Una mañana, Ubaldo Centurión Morínigo, periodista del diario “La Tarde”, llega con esta noticia: una payesera de su barrio, Pinozá, asustaba a sus vecinos de una manera nunca vista ni escuchada antes: Hacía llover piedras sobre las casas a cuyos moradores odiaba por algún motivo. Y el motivo era -se supo después- que decían de ella que era una payesera falsa, sin los poderes que se atribuía a sí misma, que cobraba un montón de dinero para separar o unir parejas, encontrar personas u objetos perdidos, indicar dónde había tesoro enterrado, en fin, asuntos propios de las payeserías. 

Como encargado de Policiales, me encomendaron averiguar el caso. No le pude convencer a Ubaldo de que él hiciera el trabajo: el tema era suyo y además vivía a pocas cuadras del escenario del singular suceso. No tuve más remedio que correr el riesgo de que algunas piedras se cayesen sobre mi cabeza. Me acompañó de malas ganas Alfredo Lacasa, el fotógrafo, que además usaba el único medio de transporte de la empresa: una moto -motita- Honda 50. Si las cosas empeoraban podíamos salir a la disparada. 

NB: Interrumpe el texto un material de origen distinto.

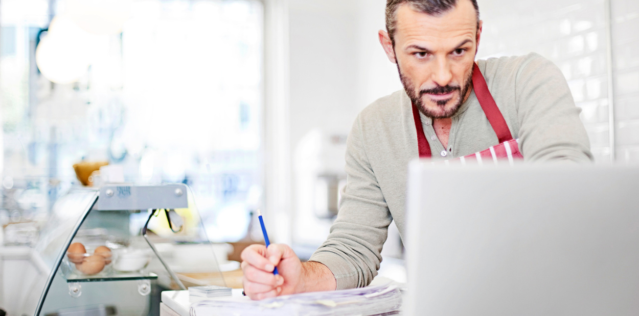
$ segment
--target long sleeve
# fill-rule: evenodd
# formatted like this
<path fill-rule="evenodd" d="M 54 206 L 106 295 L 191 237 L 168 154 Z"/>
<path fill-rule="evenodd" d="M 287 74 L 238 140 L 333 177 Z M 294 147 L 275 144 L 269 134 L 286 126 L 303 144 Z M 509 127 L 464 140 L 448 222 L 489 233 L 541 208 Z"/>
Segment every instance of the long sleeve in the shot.
<path fill-rule="evenodd" d="M 516 76 L 520 146 L 527 161 L 591 161 L 590 141 L 559 69 L 537 54 Z"/>
<path fill-rule="evenodd" d="M 311 257 L 335 275 L 337 289 L 367 285 L 377 275 L 392 217 L 367 157 L 358 117 L 348 136 L 346 185 L 327 241 Z"/>

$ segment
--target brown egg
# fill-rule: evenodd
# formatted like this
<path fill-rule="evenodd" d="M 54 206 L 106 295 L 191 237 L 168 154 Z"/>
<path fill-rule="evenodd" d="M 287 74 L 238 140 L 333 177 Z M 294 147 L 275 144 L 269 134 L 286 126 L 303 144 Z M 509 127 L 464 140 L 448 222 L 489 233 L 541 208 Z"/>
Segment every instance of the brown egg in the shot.
<path fill-rule="evenodd" d="M 100 255 L 104 257 L 105 261 L 105 264 L 109 264 L 111 263 L 111 250 L 106 246 L 100 246 L 95 248 L 95 251 L 93 252 L 93 254 Z"/>
<path fill-rule="evenodd" d="M 84 262 L 79 267 L 76 267 L 80 272 L 86 275 L 95 275 L 104 268 L 104 257 L 100 255 L 93 255 L 87 257 Z"/>
<path fill-rule="evenodd" d="M 66 250 L 69 261 L 73 263 L 82 263 L 84 259 L 84 254 L 86 254 L 86 249 L 84 245 L 80 243 L 72 243 Z"/>

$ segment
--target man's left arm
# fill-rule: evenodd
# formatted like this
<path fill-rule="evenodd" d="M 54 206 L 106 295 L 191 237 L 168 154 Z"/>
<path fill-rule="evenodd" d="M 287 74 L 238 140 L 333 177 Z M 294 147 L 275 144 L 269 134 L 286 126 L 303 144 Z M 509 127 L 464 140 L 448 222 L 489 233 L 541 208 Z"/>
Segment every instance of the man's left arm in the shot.
<path fill-rule="evenodd" d="M 593 160 L 568 84 L 548 59 L 533 57 L 516 77 L 520 148 L 527 161 Z"/>

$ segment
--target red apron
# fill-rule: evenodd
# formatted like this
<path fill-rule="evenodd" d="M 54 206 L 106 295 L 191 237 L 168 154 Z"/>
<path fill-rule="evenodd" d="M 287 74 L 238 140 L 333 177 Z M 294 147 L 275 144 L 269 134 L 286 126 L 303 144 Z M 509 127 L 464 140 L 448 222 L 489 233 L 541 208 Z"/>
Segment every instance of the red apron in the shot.
<path fill-rule="evenodd" d="M 488 118 L 488 122 L 497 134 L 499 144 L 485 150 L 450 161 L 447 160 L 445 162 L 447 163 L 450 161 L 458 161 L 464 164 L 472 161 L 481 164 L 484 161 L 493 161 L 497 164 L 498 161 L 507 160 L 510 164 L 512 164 L 514 159 L 523 159 L 523 156 L 519 150 L 518 140 L 512 138 L 512 135 L 508 129 L 508 125 L 506 124 L 506 120 L 504 119 L 504 115 L 502 115 L 499 108 L 497 108 L 497 104 L 495 103 L 493 96 L 488 90 L 488 85 L 486 85 L 486 80 L 484 79 L 484 76 L 482 75 L 476 63 L 473 66 L 473 89 L 475 90 L 477 100 L 479 101 L 479 105 L 481 106 L 486 117 Z M 431 147 L 428 144 L 428 140 L 426 140 L 426 134 L 424 134 L 422 120 L 419 117 L 419 110 L 415 105 L 413 106 L 413 118 L 415 120 L 415 127 L 417 129 L 419 157 L 430 158 Z"/>

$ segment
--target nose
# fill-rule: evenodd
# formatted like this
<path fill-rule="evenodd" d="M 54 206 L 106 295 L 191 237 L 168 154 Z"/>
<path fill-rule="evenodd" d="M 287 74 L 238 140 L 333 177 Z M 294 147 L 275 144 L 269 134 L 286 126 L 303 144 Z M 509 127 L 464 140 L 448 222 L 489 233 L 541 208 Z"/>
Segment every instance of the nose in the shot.
<path fill-rule="evenodd" d="M 434 69 L 431 79 L 440 87 L 448 85 L 452 79 L 450 65 L 447 59 L 446 58 L 438 58 L 433 65 Z"/>

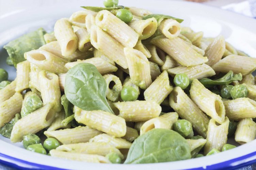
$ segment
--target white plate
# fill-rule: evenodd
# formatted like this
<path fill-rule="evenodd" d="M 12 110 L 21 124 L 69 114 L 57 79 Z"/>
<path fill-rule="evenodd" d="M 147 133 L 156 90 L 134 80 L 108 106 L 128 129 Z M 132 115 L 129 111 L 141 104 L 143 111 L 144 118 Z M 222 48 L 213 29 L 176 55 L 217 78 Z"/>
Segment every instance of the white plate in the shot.
<path fill-rule="evenodd" d="M 86 2 L 86 1 L 88 2 Z M 183 26 L 195 31 L 202 31 L 206 37 L 221 34 L 236 48 L 252 57 L 256 55 L 256 20 L 231 12 L 204 5 L 182 1 L 154 0 L 119 0 L 119 4 L 148 9 L 154 13 L 162 14 L 184 19 Z M 16 1 L 16 2 L 20 2 Z M 23 34 L 42 27 L 52 30 L 56 20 L 69 17 L 73 12 L 82 9 L 81 6 L 102 6 L 101 0 L 58 0 L 22 1 L 22 3 L 6 4 L 1 8 L 10 9 L 0 12 L 0 68 L 7 70 L 10 79 L 15 76 L 15 70 L 7 66 L 7 54 L 2 46 Z M 14 2 L 14 1 L 13 1 Z M 7 4 L 8 3 L 8 4 Z M 13 10 L 12 9 L 13 9 Z M 256 162 L 256 141 L 218 154 L 186 161 L 139 165 L 86 163 L 54 158 L 22 148 L 20 143 L 11 143 L 0 136 L 0 162 L 24 168 L 81 169 L 112 170 L 141 169 L 232 169 Z"/>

Al saber los vecinos que éramos periodistas, nos rodearon con sus versiones, que nos parecían truculentas en exceso. Nos enseñaron las piedras y los cascotes desparramados en los corredores. Por fin nos dieron un poco de respiro para averiguar el nombre de la tal bruja: Petrona Payaguá, que vivía como a cuatro cuadras de donde estábamos. A nuestra observación de que nunca nadie podría disparar tan lejos, nos respondió un coro de voces: Es su poder, su poder destructivo, su poder diabólico. 

Mientras tomábamos nota, nos asustó un grito desgarrador de una mujer que salió corriendo de su casa hacia nosotros. Despavorida contó que sus sillas salieron solas del comedor. Enseguida, otro señor en calzoncillos denunció que su colchón se le enrolló por el cuerpo y apenas pudo salir de su pieza. “¡Mi sábana!”, gritó una anciana por ahí cerca. En realidad, quiso gritar, pero apenas le salía voz. Con gestos desesperados quería mostrar algo. Supusimos que el destino de la sábana, que pudiera haber volado hasta desaparecer de su vista. 

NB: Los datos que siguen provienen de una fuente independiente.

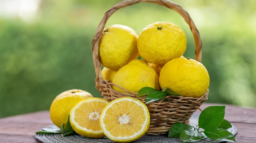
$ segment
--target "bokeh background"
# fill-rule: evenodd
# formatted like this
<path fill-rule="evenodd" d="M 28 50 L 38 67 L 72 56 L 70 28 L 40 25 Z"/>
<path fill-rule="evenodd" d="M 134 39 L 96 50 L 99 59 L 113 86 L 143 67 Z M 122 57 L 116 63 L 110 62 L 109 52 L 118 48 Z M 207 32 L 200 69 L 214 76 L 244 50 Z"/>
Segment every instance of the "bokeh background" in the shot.
<path fill-rule="evenodd" d="M 48 110 L 73 89 L 100 95 L 92 42 L 105 12 L 119 0 L 0 0 L 0 118 Z M 256 1 L 174 0 L 189 13 L 203 43 L 202 63 L 210 81 L 207 102 L 256 107 Z M 165 7 L 140 3 L 118 10 L 107 26 L 120 24 L 139 35 L 158 21 L 184 30 L 184 56 L 195 44 L 181 16 Z"/>

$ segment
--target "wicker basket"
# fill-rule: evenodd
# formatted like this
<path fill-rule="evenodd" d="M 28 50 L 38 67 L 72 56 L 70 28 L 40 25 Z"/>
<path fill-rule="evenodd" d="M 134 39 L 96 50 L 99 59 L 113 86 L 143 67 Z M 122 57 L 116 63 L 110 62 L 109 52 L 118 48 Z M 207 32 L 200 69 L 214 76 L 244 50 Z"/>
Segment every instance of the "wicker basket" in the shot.
<path fill-rule="evenodd" d="M 106 12 L 101 20 L 93 41 L 93 55 L 96 78 L 96 87 L 104 99 L 111 101 L 123 97 L 133 97 L 145 103 L 145 99 L 137 97 L 138 93 L 127 91 L 113 83 L 103 80 L 101 72 L 101 64 L 99 57 L 99 39 L 107 21 L 119 8 L 140 2 L 149 2 L 164 6 L 175 11 L 184 18 L 193 34 L 196 45 L 196 60 L 201 62 L 202 44 L 199 33 L 189 14 L 180 6 L 168 0 L 126 0 L 112 7 Z M 128 93 L 114 90 L 115 85 Z M 176 95 L 166 96 L 160 101 L 149 103 L 146 105 L 150 114 L 150 125 L 146 135 L 165 134 L 174 124 L 177 122 L 189 123 L 189 119 L 194 112 L 207 100 L 209 90 L 199 98 L 184 97 Z M 200 109 L 201 110 L 201 109 Z"/>

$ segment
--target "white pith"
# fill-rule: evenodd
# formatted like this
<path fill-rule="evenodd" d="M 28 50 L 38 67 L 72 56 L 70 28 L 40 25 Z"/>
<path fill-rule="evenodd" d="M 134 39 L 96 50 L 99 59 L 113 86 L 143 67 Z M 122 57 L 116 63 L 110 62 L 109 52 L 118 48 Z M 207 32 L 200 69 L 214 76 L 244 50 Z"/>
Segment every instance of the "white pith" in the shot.
<path fill-rule="evenodd" d="M 122 116 L 119 117 L 118 120 L 119 121 L 119 122 L 121 124 L 128 124 L 130 121 L 129 120 L 131 118 L 129 117 L 128 115 L 126 114 L 124 114 Z"/>
<path fill-rule="evenodd" d="M 112 107 L 112 105 L 115 103 L 119 102 L 119 99 L 116 99 L 116 100 L 114 101 L 114 102 L 112 102 L 111 103 L 107 105 L 104 109 L 103 111 L 102 111 L 102 112 L 101 113 L 101 116 L 102 116 L 102 117 L 104 117 L 106 115 L 106 111 L 107 111 L 109 108 L 111 108 Z M 122 100 L 127 100 L 130 102 L 133 102 L 137 103 L 139 105 L 142 107 L 144 112 L 145 112 L 146 111 L 147 111 L 148 110 L 146 106 L 146 105 L 143 106 L 141 104 L 142 103 L 141 103 L 140 101 L 135 100 L 131 99 L 125 99 L 125 100 L 123 99 Z M 140 103 L 139 103 L 139 102 L 140 102 Z M 136 137 L 136 136 L 139 136 L 140 135 L 141 135 L 141 133 L 143 132 L 145 129 L 147 127 L 146 126 L 147 125 L 146 123 L 148 122 L 149 122 L 149 120 L 150 119 L 150 116 L 149 114 L 147 115 L 145 114 L 145 115 L 146 116 L 145 119 L 143 124 L 142 125 L 142 126 L 139 132 L 135 133 L 132 135 L 129 136 L 125 136 L 123 137 L 121 137 L 120 136 L 116 137 L 113 136 L 109 132 L 107 131 L 106 130 L 106 125 L 104 124 L 103 123 L 103 119 L 100 119 L 99 121 L 100 122 L 100 123 L 102 127 L 101 129 L 102 130 L 104 130 L 104 134 L 108 137 L 110 138 L 114 139 L 115 139 L 119 140 L 128 140 L 130 139 L 135 138 Z M 124 114 L 122 116 L 119 117 L 118 121 L 120 123 L 129 123 L 129 120 L 130 119 L 130 118 L 126 114 Z"/>
<path fill-rule="evenodd" d="M 104 100 L 101 100 L 98 99 L 94 99 L 91 100 L 88 100 L 86 101 L 85 101 L 85 102 L 80 103 L 79 104 L 77 105 L 76 106 L 75 108 L 74 108 L 73 109 L 72 111 L 74 111 L 75 110 L 75 109 L 78 108 L 79 106 L 82 104 L 86 102 L 89 102 L 92 101 L 103 102 L 106 103 L 106 104 L 107 104 L 109 103 L 109 102 L 108 102 Z M 97 119 L 98 119 L 99 118 L 99 117 L 100 115 L 100 114 L 99 114 L 98 113 L 96 112 L 92 112 L 91 113 L 90 113 L 90 115 L 89 117 L 89 119 L 94 119 L 95 120 L 96 120 Z M 74 121 L 74 118 L 75 118 L 75 113 L 74 112 L 70 112 L 70 117 L 71 118 L 70 119 L 70 120 L 72 121 L 72 122 L 73 123 L 73 124 L 75 124 L 75 125 L 76 127 L 76 128 L 79 130 L 84 130 L 85 131 L 88 132 L 91 132 L 92 133 L 93 133 L 94 134 L 101 133 L 103 132 L 102 130 L 101 130 L 97 131 L 95 131 L 93 130 L 91 130 L 91 129 L 89 130 L 86 129 L 85 128 L 83 128 L 81 127 L 78 124 L 79 123 L 77 123 L 76 122 L 75 122 Z"/>
<path fill-rule="evenodd" d="M 99 118 L 100 115 L 97 112 L 93 112 L 90 114 L 89 119 L 92 120 L 97 120 Z"/>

Con estas y otras novedades regresamos al diario. En la administración había mucha esperanza de que el tema levantara el tiraje, de apenas 4 o 5 mil ejemplares. Y así fue. El día de la publicación ya subió el 50% hasta llegar, en menos de una semana, a la fantástica cifra de 20 mil ejemplares. La impresora nunca pasó por tales apuros. Cada momento paraba envuelta en humo e insoportables estruendos. Normalmente el diario salía entre las 16 y las 17 h., pero el caso de Petrona Payaguá extendió la hora: hasta las 22 y las 23. Había mucha curiosidad por los acontecimientos en Pinozá, pero el tema y yo pronto nos agotamos. Recibía mucha presión del diario para que el caso continuara atrapando el interés de los lectores, pero yo no tenía nada nuevo que ofrecer. Las denuncias, al cabo de 25 días, eran reiterativas hasta el cansancio. 

Se me ocurrió, como último recurso, conversar con Petrona Payaguá para que introdujese alguna novedad en su encantamiento. Las piedras, los colchones, las sillas, las sábanas ya estaban aburriendo. Le quería solicitar otras demostraciones, pero nunca me recibió. Cuando lo hizo, fue en el asilo “San Francisco de Asís”, una dependencia policial en Capiatá. Los vecinos consiguieron que se la apresara. 

Conversé largamente con Petrona Payaguá. La encontré sentada en el patio, desparramada sobre una silla. Era una morena inmensa de unos 60 años. Mi primera sorpresa fue que hablara no sólo en correcto español, sino de algunas ideas sobrias y reflexivas. Me agradeció que fuera a verla porque me necesitaba para decir a la opinión pública su injusta detención. Enseguida me contó que había muerto hacía 25 años y Dios la hizo resucitar para hacer el bien en la tierra. Algunos años después supe que volvió a morir. Esta vez, al parecer, de manera definitiva. 

Nuestra larga conversación es tema para otra nota.